Sitting back in her chair, her joints encased in ice, Maya Moore smiled.
"I'm just thankful," she said. "Sometimes they go in, sometimes they don't.''
Moore, the Lynx star, is as adept with understatement as she is with a crossover dribble. Because Tuesday night at Target Center, in a two-overtime thriller against Atlanta, they went in.
A lot.
In a 112-108 Lynx victory, in a game that looked, at times, as physical as a rugby match, Moore scored 48 points. Against a team determined not to give her anything easy, Moore took the hard way: She burst off picks, created space on her own, ran the floor, piggybacked her team through some difficult stretches, Moore hit 16 of 30 shots, seven of nine on three-pointers, went 9-for-11 from the free-throw line and had 10 rebounds and four assists while scoring 30 or more points for the 10th time this season.

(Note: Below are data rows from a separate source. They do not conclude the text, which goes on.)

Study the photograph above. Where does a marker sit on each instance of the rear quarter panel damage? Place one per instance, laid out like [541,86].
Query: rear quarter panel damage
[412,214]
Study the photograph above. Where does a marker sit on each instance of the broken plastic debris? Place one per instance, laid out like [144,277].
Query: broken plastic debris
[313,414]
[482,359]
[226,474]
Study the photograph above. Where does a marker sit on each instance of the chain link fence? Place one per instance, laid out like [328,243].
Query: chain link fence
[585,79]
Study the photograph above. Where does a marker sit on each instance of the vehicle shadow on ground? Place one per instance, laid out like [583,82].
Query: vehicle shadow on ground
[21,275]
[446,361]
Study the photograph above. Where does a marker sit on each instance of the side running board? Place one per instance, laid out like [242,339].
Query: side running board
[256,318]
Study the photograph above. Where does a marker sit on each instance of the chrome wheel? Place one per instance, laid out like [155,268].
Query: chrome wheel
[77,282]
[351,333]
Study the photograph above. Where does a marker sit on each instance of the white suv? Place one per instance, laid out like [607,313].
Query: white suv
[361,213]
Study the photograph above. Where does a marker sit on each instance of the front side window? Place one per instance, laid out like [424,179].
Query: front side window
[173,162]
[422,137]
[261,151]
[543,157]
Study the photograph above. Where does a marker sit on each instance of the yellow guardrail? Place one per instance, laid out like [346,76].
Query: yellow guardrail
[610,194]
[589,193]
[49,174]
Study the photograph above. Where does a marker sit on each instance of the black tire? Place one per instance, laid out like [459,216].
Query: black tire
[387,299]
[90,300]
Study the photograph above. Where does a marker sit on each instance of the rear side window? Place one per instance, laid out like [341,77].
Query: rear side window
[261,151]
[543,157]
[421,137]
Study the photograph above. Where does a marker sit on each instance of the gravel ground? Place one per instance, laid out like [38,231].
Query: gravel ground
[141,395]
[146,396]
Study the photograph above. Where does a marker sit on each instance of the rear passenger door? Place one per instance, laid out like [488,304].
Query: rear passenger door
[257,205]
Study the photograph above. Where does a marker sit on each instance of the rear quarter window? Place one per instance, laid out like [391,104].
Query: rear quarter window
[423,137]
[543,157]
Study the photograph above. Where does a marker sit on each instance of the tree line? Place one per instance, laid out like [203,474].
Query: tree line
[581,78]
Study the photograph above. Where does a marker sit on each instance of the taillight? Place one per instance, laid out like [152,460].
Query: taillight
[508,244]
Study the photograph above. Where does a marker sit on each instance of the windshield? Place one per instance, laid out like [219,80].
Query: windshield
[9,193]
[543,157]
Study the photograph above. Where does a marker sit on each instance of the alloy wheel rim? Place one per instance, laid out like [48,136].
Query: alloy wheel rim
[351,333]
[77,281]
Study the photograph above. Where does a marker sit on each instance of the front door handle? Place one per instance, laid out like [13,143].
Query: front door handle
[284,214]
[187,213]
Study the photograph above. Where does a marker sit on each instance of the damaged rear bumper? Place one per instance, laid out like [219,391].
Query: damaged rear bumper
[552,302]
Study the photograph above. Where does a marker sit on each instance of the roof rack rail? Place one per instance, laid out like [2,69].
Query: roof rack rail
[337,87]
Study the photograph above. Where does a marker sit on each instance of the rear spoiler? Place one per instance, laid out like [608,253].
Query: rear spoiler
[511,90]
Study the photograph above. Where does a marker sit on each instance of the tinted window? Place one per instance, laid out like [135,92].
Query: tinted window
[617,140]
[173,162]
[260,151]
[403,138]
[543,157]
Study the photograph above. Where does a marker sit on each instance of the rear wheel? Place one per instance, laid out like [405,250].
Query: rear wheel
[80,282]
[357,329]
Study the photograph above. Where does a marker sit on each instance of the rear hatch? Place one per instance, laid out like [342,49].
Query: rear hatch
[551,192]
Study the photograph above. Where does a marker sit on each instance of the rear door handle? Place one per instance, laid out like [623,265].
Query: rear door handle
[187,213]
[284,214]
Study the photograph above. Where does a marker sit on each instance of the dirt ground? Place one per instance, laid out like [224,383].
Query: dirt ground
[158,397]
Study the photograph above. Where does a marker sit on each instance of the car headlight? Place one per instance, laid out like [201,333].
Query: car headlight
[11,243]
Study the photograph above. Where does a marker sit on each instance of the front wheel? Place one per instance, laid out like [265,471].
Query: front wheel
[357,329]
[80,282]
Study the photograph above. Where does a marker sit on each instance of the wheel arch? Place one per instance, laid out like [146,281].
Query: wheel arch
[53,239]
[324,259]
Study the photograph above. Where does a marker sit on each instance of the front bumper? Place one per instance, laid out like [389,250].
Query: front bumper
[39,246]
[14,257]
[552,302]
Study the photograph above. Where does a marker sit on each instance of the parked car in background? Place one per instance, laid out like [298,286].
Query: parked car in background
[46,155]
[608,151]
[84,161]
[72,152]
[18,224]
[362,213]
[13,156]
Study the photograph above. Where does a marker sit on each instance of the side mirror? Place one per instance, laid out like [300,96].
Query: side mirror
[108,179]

It was the biggest single-game total in franchise history, eclipsing Katie Smith's 46-point performance in 2001. It was the second-highest total in WNBA history behind Riquna Williams' 51 points for Tulsa last season.

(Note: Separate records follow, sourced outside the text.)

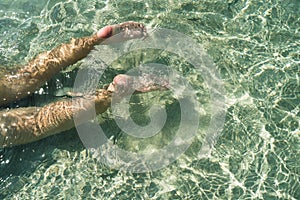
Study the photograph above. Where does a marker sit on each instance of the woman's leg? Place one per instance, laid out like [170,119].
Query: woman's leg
[30,77]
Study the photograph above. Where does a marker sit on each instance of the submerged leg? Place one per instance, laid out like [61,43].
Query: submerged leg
[30,77]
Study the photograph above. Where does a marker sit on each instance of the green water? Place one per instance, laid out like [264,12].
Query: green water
[255,46]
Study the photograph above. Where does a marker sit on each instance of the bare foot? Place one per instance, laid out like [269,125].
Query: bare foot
[121,32]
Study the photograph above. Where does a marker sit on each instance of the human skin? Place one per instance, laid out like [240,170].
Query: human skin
[25,125]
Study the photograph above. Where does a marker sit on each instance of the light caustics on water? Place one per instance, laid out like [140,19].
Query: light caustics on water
[255,49]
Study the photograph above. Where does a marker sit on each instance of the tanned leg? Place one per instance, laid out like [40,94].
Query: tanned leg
[43,67]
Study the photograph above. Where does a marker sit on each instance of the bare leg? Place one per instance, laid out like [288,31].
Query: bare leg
[42,68]
[25,125]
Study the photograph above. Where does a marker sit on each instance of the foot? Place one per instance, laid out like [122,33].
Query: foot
[121,32]
[124,84]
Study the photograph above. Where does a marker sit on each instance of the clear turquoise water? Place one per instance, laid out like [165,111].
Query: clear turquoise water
[256,49]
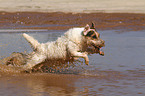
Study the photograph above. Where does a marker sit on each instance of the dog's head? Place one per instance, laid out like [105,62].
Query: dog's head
[93,37]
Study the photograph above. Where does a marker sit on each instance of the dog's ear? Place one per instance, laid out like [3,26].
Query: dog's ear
[92,26]
[87,27]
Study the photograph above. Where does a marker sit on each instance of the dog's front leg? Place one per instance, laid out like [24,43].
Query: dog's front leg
[81,55]
[34,60]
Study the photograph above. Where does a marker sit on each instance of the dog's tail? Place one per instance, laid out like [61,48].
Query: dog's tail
[33,42]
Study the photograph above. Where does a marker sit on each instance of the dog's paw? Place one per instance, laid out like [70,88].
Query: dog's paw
[87,62]
[101,53]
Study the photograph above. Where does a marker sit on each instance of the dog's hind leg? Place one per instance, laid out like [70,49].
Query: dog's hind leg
[34,43]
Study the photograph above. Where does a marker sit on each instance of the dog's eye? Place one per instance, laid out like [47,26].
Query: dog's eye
[94,37]
[90,33]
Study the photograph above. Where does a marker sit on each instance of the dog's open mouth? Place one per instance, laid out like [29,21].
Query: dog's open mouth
[98,50]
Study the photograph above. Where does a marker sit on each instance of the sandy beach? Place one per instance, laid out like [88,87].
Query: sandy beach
[73,6]
[64,14]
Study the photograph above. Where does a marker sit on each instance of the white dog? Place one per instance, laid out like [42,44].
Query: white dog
[76,43]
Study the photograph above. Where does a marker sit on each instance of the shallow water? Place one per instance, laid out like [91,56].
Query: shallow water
[121,72]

And, as Lynx coach Cheryl Reeve said: "We needed every single one of them. I just told her that. Every single one.''
She's right. Because, despite Moore's heroics, despite getting 17 points and 12 rebounds from Rebekkah Brunson in her 2014 debut after preseason knee surgery, despite getting 26 points and nine assists from Lindsay Whalen, the Lynx needed a few miracles to win their fifth consecutive game.